EBD – Sala de Jovens – Maio 2018 

“Aula 7 – O Motivo Base da Cosmovisão Cristã: Criação-Queda-Redenção”


Introdução


O que são “Motivos Base”?
O coração, centro de toda a vida do homem, tem um impulso natural transcendente, como já exploramos tanto em várias aulas. Este impulso leva o homem a buscar fora de si os valores e explicação que dão consistência à sua existência. 
Assim é que nascem as cosmovisões, ou seja, como resultados deste impulso natural pela eternidade, ou transcendência e estruturam a visão de realidade que organiza o modo de existir dos seres humanos. 
Depois da queda e a natural perda de teorreferência por parte do homem, a direção a que este impulso transcendente se desvia de Deus e torna algum aspecto da realidade absoluto e formativo.
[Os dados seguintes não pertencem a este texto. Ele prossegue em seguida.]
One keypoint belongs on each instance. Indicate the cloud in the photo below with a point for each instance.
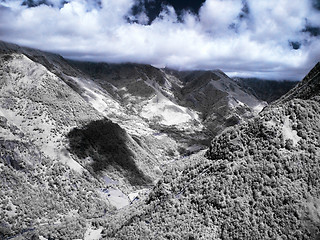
(275, 39)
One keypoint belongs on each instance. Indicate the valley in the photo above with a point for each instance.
(124, 151)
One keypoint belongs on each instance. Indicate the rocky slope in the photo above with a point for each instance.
(187, 105)
(260, 180)
(266, 90)
(79, 141)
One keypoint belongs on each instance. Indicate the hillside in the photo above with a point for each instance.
(266, 90)
(260, 180)
(83, 144)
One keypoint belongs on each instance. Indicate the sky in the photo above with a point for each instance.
(271, 39)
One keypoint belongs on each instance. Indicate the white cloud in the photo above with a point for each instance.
(256, 45)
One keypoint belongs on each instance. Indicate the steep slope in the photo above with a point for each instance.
(186, 105)
(266, 90)
(49, 187)
(306, 89)
(221, 100)
(260, 181)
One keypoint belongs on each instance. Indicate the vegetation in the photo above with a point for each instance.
(256, 185)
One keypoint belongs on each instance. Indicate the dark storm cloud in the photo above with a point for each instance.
(265, 38)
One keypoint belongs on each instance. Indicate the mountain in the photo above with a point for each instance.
(266, 90)
(79, 141)
(204, 101)
(260, 180)
(221, 101)
(306, 89)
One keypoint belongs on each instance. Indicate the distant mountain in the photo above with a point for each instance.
(210, 98)
(306, 89)
(260, 181)
(266, 90)
(78, 141)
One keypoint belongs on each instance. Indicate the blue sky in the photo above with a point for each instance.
(275, 39)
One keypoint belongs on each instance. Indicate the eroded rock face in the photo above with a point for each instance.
(260, 181)
(106, 143)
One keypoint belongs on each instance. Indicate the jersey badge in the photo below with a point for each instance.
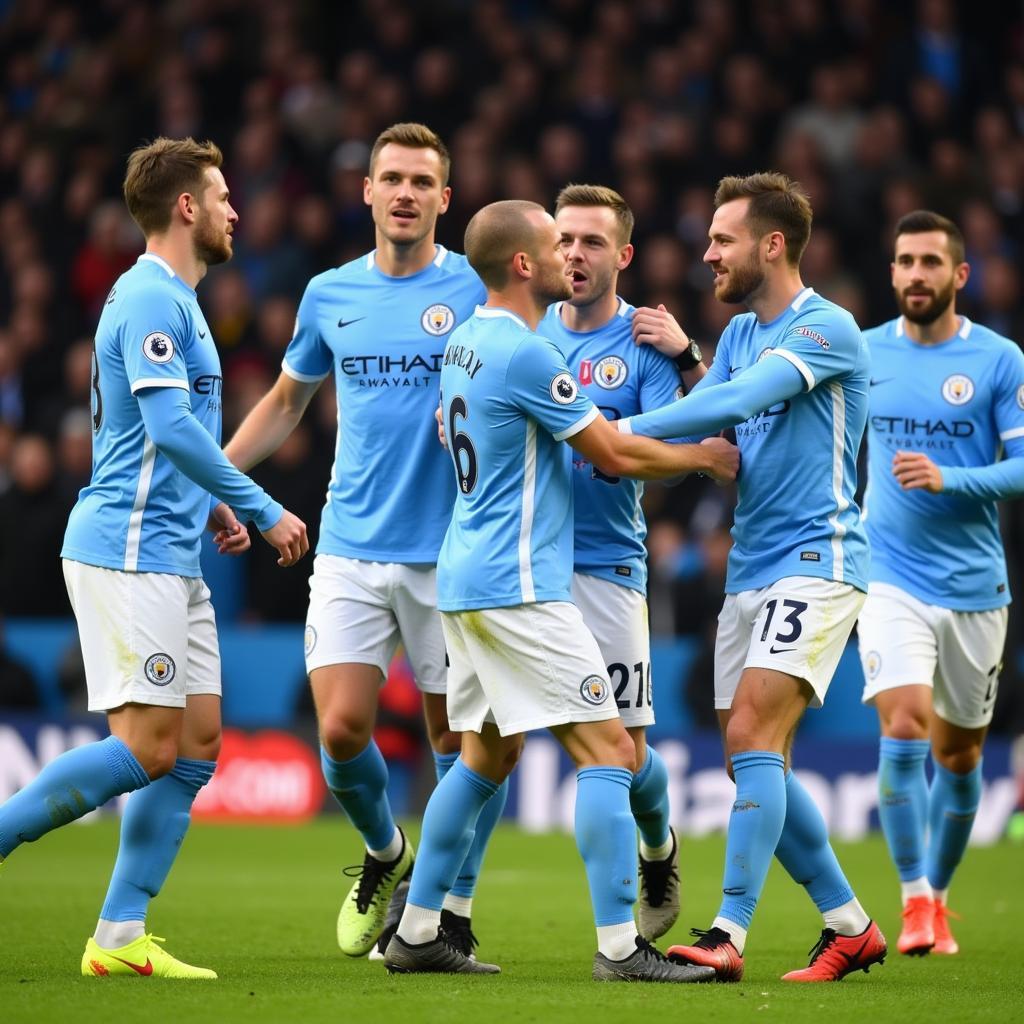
(158, 347)
(437, 320)
(957, 389)
(160, 669)
(594, 689)
(563, 389)
(610, 372)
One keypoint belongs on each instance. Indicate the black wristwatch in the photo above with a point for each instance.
(688, 357)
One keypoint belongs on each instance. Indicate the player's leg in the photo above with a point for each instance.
(970, 651)
(898, 652)
(616, 615)
(415, 603)
(351, 635)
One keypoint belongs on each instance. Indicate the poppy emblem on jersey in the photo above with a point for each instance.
(610, 372)
(957, 389)
(437, 320)
(594, 689)
(563, 389)
(158, 347)
(160, 669)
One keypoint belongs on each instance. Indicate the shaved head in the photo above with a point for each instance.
(496, 233)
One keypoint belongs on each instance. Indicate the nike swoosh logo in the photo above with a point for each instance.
(143, 969)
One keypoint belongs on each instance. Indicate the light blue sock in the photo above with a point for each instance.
(903, 802)
(449, 826)
(465, 884)
(606, 839)
(360, 786)
(755, 827)
(73, 784)
(952, 805)
(805, 852)
(153, 828)
(649, 800)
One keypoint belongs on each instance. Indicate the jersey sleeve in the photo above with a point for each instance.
(539, 382)
(821, 344)
(155, 331)
(1009, 406)
(307, 358)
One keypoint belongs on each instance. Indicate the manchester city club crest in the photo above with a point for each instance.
(957, 389)
(594, 689)
(160, 669)
(610, 372)
(437, 320)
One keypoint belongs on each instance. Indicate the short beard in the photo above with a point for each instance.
(930, 313)
(210, 247)
(742, 282)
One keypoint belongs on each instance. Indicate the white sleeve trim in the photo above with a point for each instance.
(159, 382)
(302, 378)
(585, 421)
(805, 370)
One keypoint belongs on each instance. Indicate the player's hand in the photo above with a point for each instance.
(230, 536)
(660, 329)
(915, 471)
(723, 460)
(288, 535)
(440, 427)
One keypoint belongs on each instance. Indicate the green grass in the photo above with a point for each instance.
(259, 905)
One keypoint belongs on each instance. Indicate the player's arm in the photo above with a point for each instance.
(270, 421)
(709, 409)
(182, 439)
(643, 458)
(660, 330)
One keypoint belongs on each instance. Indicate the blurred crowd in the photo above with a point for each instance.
(877, 108)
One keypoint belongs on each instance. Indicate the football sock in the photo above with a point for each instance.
(73, 784)
(755, 826)
(449, 826)
(153, 828)
(805, 852)
(903, 802)
(649, 803)
(465, 885)
(360, 786)
(952, 805)
(606, 839)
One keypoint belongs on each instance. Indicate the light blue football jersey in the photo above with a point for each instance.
(958, 402)
(797, 515)
(390, 493)
(622, 379)
(138, 512)
(508, 400)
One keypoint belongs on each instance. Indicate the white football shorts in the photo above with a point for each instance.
(358, 611)
(904, 641)
(799, 625)
(617, 617)
(528, 667)
(147, 638)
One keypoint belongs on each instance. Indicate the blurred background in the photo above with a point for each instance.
(877, 108)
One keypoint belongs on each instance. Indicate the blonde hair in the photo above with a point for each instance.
(160, 172)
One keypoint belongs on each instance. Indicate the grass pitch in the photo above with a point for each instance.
(259, 905)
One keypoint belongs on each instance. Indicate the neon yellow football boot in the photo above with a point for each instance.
(364, 912)
(139, 958)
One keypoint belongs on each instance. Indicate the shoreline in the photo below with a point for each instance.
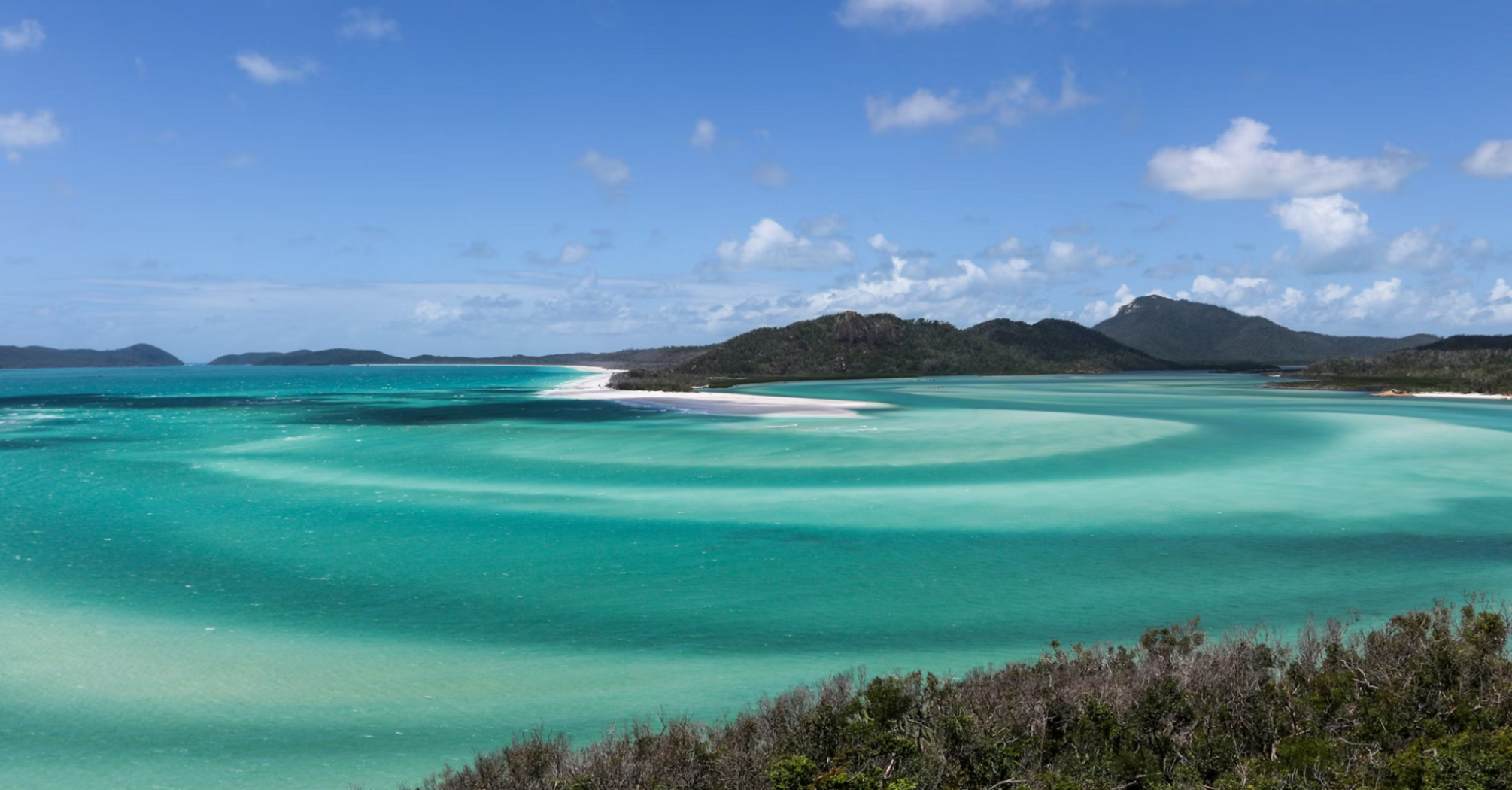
(596, 387)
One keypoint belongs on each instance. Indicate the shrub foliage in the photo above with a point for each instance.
(1422, 703)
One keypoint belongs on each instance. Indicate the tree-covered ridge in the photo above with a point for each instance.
(853, 345)
(1198, 333)
(1422, 703)
(132, 356)
(1461, 368)
(643, 357)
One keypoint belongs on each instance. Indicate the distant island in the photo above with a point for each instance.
(853, 345)
(1204, 335)
(1464, 363)
(132, 356)
(646, 357)
(1417, 703)
(1151, 333)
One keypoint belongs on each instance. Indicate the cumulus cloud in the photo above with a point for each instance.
(769, 245)
(268, 71)
(1245, 166)
(901, 14)
(615, 175)
(25, 35)
(572, 251)
(1492, 160)
(770, 175)
(1325, 224)
(366, 25)
(703, 134)
(1007, 103)
(915, 111)
(1101, 311)
(1071, 257)
(28, 130)
(480, 250)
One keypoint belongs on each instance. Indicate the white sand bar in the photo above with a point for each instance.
(596, 387)
(1462, 396)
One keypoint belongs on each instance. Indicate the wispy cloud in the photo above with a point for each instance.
(25, 35)
(1243, 164)
(612, 173)
(1007, 103)
(268, 71)
(28, 130)
(368, 25)
(1492, 160)
(703, 134)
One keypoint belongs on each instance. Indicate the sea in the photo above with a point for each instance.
(321, 577)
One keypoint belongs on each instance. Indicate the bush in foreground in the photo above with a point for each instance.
(1422, 703)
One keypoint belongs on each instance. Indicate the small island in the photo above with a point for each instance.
(132, 356)
(1464, 363)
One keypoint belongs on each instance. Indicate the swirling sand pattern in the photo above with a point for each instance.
(305, 579)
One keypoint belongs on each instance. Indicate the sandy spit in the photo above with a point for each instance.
(596, 387)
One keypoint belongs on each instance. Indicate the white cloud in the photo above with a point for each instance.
(434, 312)
(1071, 257)
(25, 35)
(1375, 299)
(35, 130)
(880, 244)
(703, 134)
(266, 71)
(1230, 293)
(1101, 311)
(770, 175)
(911, 13)
(1332, 293)
(915, 111)
(1009, 103)
(368, 25)
(1243, 166)
(612, 173)
(1325, 224)
(570, 253)
(775, 247)
(1492, 160)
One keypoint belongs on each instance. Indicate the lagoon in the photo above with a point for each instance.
(309, 577)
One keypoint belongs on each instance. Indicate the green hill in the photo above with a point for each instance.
(1198, 333)
(132, 356)
(1486, 371)
(630, 357)
(853, 345)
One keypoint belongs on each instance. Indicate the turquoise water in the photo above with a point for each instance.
(301, 579)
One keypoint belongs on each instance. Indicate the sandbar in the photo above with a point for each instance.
(596, 387)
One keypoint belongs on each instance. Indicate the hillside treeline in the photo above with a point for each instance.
(1422, 703)
(1422, 369)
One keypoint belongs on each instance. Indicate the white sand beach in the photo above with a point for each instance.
(596, 387)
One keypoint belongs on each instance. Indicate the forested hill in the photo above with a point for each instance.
(630, 357)
(1196, 333)
(885, 345)
(132, 356)
(1480, 363)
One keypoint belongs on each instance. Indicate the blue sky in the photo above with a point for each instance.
(588, 175)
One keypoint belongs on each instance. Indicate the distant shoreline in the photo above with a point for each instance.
(596, 387)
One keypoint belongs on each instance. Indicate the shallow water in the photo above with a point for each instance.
(303, 579)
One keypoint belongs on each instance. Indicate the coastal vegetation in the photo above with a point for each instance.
(1207, 335)
(853, 345)
(1470, 363)
(132, 356)
(1423, 701)
(639, 357)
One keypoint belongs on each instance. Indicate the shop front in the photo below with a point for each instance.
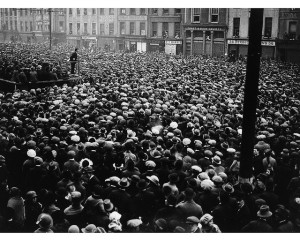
(173, 47)
(239, 47)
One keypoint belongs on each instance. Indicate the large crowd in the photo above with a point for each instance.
(147, 143)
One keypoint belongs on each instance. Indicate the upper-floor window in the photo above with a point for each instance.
(268, 27)
(236, 27)
(196, 15)
(214, 15)
(165, 11)
(154, 11)
(143, 11)
(123, 11)
(132, 11)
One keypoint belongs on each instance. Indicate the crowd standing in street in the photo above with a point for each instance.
(146, 143)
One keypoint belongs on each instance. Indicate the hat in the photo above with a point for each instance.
(228, 188)
(108, 206)
(264, 212)
(161, 223)
(206, 218)
(134, 223)
(150, 164)
(91, 228)
(192, 219)
(75, 138)
(142, 184)
(207, 184)
(73, 229)
(31, 153)
(216, 160)
(154, 179)
(45, 220)
(123, 183)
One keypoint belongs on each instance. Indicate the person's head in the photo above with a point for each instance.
(192, 223)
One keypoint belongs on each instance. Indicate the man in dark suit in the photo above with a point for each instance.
(73, 59)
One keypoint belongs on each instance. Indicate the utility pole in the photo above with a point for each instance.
(50, 27)
(251, 92)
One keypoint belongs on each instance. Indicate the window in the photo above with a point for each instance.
(122, 28)
(154, 11)
(70, 28)
(196, 15)
(85, 28)
(165, 30)
(165, 11)
(268, 27)
(61, 26)
(154, 29)
(292, 30)
(111, 29)
(132, 11)
(78, 28)
(94, 29)
(132, 28)
(236, 27)
(214, 15)
(123, 11)
(177, 11)
(101, 28)
(177, 30)
(143, 11)
(142, 28)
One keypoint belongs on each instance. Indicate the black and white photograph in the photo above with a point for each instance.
(149, 120)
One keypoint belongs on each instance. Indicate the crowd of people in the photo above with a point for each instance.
(149, 143)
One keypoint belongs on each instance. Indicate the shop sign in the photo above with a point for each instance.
(173, 42)
(88, 38)
(246, 42)
(205, 29)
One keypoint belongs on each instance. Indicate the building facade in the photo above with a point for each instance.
(288, 42)
(165, 30)
(204, 31)
(132, 29)
(238, 31)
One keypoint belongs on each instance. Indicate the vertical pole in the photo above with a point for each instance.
(251, 92)
(50, 27)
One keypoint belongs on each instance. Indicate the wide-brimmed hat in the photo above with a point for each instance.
(108, 205)
(142, 184)
(154, 179)
(228, 188)
(124, 183)
(264, 212)
(91, 228)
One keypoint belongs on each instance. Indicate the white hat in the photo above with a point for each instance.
(31, 153)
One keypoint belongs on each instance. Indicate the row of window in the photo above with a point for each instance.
(267, 30)
(123, 11)
(132, 29)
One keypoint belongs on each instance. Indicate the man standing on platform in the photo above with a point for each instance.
(73, 60)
Em outras palavras, o que acontece é um processo idolátrico de substituição de Deus, por outro elemento organizador da realidade. 
Estes elementos organizadores da realidade a Filosofia Reformacional denomina de “motivos base”. Eles são a explicação básica da realidade, os pontos de partida para o entendimento da realidade e são construídos a partir do impulso religioso do coração. 
Herman Dooyeweerd identificou quatro grandes motivos base do pensamento Ocidental. Eles formam a cadeia de explicações que em geral encontramos em todo o modo de estruturação a realidade no mundo ocidental. 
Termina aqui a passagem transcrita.